Vertical AI Tools Disrupt
A broad range of vertical market AI tools are appearing on the burgeoning AI scene.
The explosion of these role-based tools is reminiscent of the development of specialized, vertical SaaS offerings that has continued for two decades. But like everything AI, this time it’s happening very, very fast, which means the disruption these solutions bring is also coming fast. (This post written in early 2024)
Some Current Examples
LAW- Harvey is an AI tool that is causing a storm of interest. It supports attorneys in a range of tasks such as contract analysis, regulatory compliance, and due diligence. Though it’s not yet in full release, the tool has already been adopted by some large law firms and it is rumored that PwC will soon adopt it for their legal staff as well. In fact, demand for Harvey is so high that the only current option to attain it is to get on the wait list for “early release” access. harvey.ai
MEDICINE- Abridge was just adopted by UCI Health, the health system of the University of California. This vertical AI tool converts patient-clinician conversations into structured clinical notes in real-time, saving clinicians the burden of note writing and thus returning hours per day to doctors that they can use for actual interaction with patients. (The company reports savings of up to 40 minutes per patient encounter.) Medicine has long been a target of AI technology, and integration of such AI applications into the crowded clinician workflow solutions space finally seems certain. abridge.com
TAX- TaxGPT is one example of a tax AI assistant that can be used by tax preparers or by individuals & businesses. Like other vertical AI offerings, tax assistants take advantage of a restricted domain of knowledge to train the AI, while the specific rules within the tax space seem custom made for the structuring of AI Remediation and Guard Rails that are part of AI training and operation. taxgpt.com
In these and innumerable other domains where specialized AI tools are, or will be developed, the competition is and will continue to be heavy, just like within SaaS. Of course, current vertical market SaaS solutions are already in a hot competition to develop their own AI functionality. Then too, many stand-alone vertical AI solutions will exit when acquired by such companies.

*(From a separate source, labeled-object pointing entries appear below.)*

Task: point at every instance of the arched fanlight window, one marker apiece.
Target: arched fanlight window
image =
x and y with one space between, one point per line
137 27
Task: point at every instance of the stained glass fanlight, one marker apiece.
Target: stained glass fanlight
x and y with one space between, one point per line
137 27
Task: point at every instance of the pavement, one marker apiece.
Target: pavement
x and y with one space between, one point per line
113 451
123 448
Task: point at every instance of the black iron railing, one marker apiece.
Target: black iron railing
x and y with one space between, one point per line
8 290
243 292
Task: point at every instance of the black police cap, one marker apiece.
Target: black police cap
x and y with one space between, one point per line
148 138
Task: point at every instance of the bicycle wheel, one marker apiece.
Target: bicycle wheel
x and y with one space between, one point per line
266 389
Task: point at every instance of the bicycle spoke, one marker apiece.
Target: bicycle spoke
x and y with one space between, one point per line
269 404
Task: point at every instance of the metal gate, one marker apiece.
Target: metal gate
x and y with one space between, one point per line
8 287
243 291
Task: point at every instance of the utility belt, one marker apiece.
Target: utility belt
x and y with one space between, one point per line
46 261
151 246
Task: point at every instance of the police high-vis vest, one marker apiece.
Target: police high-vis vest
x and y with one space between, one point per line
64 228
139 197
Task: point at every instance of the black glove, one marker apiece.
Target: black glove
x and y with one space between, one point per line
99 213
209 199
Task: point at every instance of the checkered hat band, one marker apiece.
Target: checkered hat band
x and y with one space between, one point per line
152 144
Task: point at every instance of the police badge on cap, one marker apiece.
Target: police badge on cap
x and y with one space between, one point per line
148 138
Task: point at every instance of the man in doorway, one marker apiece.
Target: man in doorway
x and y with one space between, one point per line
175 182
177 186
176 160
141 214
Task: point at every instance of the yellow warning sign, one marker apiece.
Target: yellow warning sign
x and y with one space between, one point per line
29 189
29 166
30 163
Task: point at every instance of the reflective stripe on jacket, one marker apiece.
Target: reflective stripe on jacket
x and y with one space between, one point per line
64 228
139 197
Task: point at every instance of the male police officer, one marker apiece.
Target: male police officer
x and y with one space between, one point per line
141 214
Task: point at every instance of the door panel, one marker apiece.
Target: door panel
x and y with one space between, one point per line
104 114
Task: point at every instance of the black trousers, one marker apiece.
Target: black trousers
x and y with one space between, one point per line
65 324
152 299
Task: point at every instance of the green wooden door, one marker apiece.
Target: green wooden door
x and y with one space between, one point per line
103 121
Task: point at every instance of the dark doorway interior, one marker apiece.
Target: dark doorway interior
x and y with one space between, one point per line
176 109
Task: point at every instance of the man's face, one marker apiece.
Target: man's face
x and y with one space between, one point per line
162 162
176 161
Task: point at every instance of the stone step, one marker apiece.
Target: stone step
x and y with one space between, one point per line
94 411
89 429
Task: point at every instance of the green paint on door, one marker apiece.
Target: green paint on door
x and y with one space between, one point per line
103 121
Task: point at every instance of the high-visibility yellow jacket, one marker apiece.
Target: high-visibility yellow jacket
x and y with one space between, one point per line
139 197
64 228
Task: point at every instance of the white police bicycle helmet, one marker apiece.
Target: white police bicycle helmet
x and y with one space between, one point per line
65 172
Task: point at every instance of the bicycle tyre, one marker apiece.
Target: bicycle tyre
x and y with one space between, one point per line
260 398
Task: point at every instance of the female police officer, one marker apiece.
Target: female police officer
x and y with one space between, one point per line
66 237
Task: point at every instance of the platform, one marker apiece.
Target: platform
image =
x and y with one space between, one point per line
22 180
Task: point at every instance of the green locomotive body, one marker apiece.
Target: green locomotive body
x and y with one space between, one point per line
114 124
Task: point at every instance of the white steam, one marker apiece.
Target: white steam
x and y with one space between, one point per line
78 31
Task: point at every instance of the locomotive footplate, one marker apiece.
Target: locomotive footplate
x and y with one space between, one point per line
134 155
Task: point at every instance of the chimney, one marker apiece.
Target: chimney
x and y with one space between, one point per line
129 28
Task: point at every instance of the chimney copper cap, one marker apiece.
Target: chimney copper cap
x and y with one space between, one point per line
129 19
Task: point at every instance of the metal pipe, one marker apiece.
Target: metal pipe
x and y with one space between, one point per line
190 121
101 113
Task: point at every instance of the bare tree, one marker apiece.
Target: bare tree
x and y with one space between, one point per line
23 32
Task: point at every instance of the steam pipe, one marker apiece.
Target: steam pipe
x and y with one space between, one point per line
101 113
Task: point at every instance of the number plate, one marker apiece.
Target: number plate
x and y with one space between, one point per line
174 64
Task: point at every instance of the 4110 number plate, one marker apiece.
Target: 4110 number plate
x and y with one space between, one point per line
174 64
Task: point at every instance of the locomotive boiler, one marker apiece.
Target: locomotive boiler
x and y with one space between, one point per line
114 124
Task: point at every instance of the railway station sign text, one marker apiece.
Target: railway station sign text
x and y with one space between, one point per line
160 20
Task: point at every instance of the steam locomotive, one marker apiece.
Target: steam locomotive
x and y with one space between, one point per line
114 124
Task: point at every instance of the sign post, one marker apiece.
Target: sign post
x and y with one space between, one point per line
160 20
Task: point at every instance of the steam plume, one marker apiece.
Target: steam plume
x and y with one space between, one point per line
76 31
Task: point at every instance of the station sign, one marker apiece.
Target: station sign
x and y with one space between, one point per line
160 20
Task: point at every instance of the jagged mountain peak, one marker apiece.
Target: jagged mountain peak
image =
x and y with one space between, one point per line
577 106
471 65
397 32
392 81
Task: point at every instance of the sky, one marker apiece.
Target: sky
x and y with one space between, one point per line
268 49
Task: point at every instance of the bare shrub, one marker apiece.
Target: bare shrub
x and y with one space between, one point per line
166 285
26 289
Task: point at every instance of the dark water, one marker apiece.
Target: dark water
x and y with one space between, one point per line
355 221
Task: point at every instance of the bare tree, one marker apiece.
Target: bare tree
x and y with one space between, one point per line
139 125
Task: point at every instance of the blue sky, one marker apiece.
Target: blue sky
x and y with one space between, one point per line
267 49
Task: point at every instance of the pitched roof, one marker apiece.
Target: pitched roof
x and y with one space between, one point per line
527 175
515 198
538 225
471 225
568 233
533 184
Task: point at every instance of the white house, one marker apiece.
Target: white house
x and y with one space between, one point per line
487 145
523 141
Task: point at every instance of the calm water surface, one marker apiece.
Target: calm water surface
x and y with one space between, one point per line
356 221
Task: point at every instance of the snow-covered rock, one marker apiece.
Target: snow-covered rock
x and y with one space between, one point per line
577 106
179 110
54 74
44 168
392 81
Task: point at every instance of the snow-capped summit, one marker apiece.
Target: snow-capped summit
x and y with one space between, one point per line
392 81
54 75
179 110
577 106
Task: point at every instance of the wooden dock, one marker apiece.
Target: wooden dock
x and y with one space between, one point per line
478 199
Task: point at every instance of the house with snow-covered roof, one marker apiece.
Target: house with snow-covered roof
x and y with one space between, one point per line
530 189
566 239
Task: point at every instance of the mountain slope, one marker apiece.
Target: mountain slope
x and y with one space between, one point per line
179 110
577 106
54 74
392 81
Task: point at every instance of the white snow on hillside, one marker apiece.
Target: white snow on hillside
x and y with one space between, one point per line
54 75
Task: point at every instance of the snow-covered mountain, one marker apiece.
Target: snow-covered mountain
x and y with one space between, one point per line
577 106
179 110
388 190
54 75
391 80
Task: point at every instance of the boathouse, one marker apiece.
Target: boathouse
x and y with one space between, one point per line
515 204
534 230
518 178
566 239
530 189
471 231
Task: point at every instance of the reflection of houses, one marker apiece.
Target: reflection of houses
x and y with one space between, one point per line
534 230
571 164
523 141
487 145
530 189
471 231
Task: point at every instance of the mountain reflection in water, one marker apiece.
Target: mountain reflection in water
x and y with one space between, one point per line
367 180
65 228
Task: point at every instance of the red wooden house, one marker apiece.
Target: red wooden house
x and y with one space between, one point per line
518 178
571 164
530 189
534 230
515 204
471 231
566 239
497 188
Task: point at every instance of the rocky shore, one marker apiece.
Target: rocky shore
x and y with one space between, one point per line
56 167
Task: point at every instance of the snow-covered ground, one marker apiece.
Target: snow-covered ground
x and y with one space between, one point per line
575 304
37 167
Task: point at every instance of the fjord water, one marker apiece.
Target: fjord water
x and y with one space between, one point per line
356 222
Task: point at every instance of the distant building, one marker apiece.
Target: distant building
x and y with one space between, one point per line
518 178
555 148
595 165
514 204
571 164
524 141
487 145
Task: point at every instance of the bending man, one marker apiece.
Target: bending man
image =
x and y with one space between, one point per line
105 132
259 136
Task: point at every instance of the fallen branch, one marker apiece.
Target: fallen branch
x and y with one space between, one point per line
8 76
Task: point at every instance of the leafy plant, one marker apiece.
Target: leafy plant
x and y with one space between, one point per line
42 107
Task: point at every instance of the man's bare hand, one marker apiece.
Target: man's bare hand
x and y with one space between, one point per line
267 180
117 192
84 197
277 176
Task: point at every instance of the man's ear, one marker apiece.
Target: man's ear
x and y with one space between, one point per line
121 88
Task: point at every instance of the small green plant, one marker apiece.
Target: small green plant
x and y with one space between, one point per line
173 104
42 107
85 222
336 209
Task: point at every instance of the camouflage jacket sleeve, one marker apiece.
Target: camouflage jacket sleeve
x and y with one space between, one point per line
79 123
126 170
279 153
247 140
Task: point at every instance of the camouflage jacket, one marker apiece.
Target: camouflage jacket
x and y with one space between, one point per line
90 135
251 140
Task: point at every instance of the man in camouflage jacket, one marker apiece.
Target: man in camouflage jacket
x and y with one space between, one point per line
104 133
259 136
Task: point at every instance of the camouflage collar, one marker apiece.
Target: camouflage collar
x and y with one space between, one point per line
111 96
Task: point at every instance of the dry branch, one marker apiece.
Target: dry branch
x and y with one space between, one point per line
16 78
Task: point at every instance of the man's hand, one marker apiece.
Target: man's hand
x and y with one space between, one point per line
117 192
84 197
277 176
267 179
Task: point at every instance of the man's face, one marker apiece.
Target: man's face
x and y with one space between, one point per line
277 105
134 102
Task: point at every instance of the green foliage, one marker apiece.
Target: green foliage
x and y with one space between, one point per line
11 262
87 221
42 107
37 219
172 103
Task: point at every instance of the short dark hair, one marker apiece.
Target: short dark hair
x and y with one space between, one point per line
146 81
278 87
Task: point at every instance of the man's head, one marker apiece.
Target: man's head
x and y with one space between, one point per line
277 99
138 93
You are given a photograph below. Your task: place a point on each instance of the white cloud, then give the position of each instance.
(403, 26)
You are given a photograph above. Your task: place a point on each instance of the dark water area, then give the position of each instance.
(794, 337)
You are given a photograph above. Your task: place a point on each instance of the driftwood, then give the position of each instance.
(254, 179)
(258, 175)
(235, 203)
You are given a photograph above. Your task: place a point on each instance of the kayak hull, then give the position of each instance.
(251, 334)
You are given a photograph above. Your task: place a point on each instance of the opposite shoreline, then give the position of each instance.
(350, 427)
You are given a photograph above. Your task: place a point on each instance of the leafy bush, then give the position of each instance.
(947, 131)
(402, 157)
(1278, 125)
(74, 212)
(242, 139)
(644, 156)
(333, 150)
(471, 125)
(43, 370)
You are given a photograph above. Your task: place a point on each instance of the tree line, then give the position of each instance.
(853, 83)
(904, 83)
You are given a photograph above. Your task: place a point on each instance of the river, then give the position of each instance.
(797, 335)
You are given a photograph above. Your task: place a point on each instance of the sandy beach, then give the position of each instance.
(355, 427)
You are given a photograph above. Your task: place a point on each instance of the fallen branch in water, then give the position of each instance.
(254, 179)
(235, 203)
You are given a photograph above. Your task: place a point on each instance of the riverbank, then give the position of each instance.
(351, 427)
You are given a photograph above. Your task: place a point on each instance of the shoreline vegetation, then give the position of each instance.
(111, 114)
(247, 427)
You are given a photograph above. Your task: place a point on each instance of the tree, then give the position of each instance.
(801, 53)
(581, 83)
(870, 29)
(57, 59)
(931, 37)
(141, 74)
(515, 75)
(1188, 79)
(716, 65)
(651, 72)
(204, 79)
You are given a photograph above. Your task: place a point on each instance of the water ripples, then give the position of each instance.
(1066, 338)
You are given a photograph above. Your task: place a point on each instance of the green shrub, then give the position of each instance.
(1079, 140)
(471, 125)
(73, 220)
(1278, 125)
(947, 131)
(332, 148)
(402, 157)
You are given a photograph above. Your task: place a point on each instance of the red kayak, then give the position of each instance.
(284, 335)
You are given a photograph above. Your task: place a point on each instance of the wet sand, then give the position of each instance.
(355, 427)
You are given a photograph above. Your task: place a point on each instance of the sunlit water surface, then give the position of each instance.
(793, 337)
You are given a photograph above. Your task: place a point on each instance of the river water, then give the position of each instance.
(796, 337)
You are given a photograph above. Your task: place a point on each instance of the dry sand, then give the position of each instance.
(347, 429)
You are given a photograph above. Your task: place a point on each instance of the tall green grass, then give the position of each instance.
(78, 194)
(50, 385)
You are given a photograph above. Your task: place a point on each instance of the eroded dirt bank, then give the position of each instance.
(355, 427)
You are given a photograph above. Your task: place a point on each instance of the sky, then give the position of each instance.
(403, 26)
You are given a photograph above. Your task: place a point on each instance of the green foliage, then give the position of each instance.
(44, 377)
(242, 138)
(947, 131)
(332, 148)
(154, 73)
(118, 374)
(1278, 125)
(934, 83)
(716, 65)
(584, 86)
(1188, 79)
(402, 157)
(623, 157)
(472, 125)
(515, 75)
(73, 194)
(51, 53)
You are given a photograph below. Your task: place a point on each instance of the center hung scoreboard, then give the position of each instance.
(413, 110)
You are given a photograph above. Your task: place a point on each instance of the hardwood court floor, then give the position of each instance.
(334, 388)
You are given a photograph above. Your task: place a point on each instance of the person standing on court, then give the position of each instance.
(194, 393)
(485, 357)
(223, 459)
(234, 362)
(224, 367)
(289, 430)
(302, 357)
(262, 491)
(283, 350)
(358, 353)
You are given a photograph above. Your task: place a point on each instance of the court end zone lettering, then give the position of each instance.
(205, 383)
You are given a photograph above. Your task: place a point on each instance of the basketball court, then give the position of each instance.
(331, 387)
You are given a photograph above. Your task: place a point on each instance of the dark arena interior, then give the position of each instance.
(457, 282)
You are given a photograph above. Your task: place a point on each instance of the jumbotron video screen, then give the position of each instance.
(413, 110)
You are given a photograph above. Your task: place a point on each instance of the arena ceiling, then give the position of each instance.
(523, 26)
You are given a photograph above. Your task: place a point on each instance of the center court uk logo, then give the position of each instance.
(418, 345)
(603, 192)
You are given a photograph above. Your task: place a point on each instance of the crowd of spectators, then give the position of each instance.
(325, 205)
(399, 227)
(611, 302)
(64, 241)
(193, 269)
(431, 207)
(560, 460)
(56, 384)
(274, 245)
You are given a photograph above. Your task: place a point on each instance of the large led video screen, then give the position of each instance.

All of this frantic activity is bound to be disruptive, with some SaaS offerings discovering that a key part of their reason for being has been supplanted by an AI app, or as modest products are catapulted into prominence by the addition of a particularly powerful AI integration. Vertical market products will either grow stronger with AI or reach obsolescence. So too will employees either gain through AI amplified productivity or become extraneous.
But then, vertical is always the direction of progress. And progress is always disruptive.